Here's the situation: we have a 17 year-old being forced to attend church and told that he belongs to a particular religion by his parents. He's wondering whether this is legal (I suspect that it is) and has raised questions about what any of us can do to prevent other children from having to endure similar experiences in the future.

Since that is all I feel at liberty to disclose about him, I will tell you that I went through something similar at a younger age, and I'll use my experience to say what I want to say. I'm just going to come out and say it - this is abusive. I realize that our society and our legal system does not currently recognize it as such, but this is abusive! A child should have the right to be secure in his or her own mind, and this sort of imposed religion violates that right.

I endured a years of mandatory church attendance. When I tried to explain my doubts to my parents, literally begging not to have to accompany them to church, I was dragged there anyway, threatened with all sorts of punishments if I refused. It wasn't just that it was boring; it felt horribly wrong. I didn't believe this stuff, and I didn't want to pretend otherwise. I'd been taught that it was important to be true to myself and that freedom was an important value on which my country was founded. There was nothing free about this, and I'm not exaggerating when I say that sitting through church week after week against my will after I had come to realize that I no longer believed in any of it made me feel dead inside. It made me question who I was, and it would take me years to find an answer.

I know my parents meant well. We've finally been able to talk about it - sort of - many years later. But, and it really pains me to admit this to myself, our relationship has never quite recovered. I've tried to forgive them, and I have made some progress in that direction. Still, I'm not all the way there. Man, it really hurts to admit that.
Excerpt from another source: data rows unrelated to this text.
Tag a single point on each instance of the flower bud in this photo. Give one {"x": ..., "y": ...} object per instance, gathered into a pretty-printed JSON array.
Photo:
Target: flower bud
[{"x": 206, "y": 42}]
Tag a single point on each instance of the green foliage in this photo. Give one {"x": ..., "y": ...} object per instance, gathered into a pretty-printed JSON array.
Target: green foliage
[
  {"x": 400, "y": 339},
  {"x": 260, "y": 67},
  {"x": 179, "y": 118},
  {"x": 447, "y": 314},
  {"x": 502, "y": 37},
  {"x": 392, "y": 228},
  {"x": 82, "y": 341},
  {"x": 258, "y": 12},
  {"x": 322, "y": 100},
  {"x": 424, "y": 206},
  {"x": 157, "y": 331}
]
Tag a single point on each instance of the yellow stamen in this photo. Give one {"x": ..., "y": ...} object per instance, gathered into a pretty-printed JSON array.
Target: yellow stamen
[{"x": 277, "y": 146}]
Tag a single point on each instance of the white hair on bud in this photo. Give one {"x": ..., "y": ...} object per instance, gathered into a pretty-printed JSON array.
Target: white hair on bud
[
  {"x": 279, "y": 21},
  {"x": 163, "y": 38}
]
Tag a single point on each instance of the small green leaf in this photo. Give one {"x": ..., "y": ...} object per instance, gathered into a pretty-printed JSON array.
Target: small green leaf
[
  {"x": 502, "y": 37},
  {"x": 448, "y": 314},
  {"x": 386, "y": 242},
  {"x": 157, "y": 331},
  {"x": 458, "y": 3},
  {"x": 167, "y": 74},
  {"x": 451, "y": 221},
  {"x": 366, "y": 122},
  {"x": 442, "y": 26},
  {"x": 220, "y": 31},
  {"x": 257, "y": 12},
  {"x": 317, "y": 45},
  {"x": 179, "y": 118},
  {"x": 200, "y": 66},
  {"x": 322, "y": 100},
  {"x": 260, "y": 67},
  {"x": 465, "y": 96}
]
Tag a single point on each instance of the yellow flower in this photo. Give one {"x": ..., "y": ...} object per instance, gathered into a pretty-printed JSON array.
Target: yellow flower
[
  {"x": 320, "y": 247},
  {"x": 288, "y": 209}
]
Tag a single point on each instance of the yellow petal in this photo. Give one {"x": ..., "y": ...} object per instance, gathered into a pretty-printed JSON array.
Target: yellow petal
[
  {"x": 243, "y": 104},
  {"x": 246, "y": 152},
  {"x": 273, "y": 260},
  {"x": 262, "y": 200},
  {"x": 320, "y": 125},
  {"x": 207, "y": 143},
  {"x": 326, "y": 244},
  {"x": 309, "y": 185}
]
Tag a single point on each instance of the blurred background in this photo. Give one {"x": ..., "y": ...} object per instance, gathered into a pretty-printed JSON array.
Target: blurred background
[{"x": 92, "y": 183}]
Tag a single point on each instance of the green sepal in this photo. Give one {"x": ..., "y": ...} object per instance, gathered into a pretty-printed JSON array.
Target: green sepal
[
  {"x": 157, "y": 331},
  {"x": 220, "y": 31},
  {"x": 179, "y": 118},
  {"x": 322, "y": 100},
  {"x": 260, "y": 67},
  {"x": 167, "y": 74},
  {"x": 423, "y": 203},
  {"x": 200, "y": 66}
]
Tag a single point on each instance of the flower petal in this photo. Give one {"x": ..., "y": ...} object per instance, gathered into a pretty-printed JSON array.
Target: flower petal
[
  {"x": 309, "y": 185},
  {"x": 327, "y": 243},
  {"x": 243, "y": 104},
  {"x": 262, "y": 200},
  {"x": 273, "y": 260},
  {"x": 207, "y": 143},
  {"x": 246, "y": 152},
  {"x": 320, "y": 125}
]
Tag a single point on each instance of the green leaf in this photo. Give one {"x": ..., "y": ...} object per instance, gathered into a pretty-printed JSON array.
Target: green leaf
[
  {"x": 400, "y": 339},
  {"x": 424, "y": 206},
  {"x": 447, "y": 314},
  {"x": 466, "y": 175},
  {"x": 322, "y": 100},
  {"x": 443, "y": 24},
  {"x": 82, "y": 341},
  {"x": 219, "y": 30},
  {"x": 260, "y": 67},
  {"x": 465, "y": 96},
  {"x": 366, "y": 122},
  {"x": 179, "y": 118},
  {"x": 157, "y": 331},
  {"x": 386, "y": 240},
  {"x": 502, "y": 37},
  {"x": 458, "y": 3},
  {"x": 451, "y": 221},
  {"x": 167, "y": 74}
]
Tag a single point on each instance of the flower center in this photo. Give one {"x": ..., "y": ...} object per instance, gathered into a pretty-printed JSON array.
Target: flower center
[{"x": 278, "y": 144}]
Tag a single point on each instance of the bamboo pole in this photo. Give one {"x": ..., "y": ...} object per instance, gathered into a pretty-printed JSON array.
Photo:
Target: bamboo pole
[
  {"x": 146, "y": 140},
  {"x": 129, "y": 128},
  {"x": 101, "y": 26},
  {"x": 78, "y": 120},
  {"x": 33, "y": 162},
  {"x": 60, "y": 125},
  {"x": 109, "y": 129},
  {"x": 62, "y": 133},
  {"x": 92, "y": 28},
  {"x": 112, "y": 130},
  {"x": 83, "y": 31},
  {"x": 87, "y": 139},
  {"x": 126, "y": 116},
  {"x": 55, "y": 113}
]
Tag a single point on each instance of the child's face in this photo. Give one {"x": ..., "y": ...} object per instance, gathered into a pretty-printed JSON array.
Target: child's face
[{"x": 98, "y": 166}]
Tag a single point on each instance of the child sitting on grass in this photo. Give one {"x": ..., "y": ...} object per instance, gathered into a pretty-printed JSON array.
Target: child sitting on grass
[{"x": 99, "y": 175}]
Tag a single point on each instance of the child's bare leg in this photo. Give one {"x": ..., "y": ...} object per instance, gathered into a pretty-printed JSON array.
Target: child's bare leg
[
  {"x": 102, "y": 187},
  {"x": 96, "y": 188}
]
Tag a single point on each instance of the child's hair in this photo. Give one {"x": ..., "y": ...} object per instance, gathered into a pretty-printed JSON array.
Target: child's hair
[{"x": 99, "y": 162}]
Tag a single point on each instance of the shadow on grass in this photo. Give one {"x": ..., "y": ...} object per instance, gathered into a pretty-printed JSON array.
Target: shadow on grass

What we can do, if anything, to protect children from this sort of torment? I really don't know. I don't imagine the religious indoctrination of children by their parents will ever be prohibited. We seem content to grant parents the right to do this and many other damaging things to their children without a second thought. I'm a bit too emotional at the moment to think about this clearly right now, so I'm going to have to come back to this question in a later post.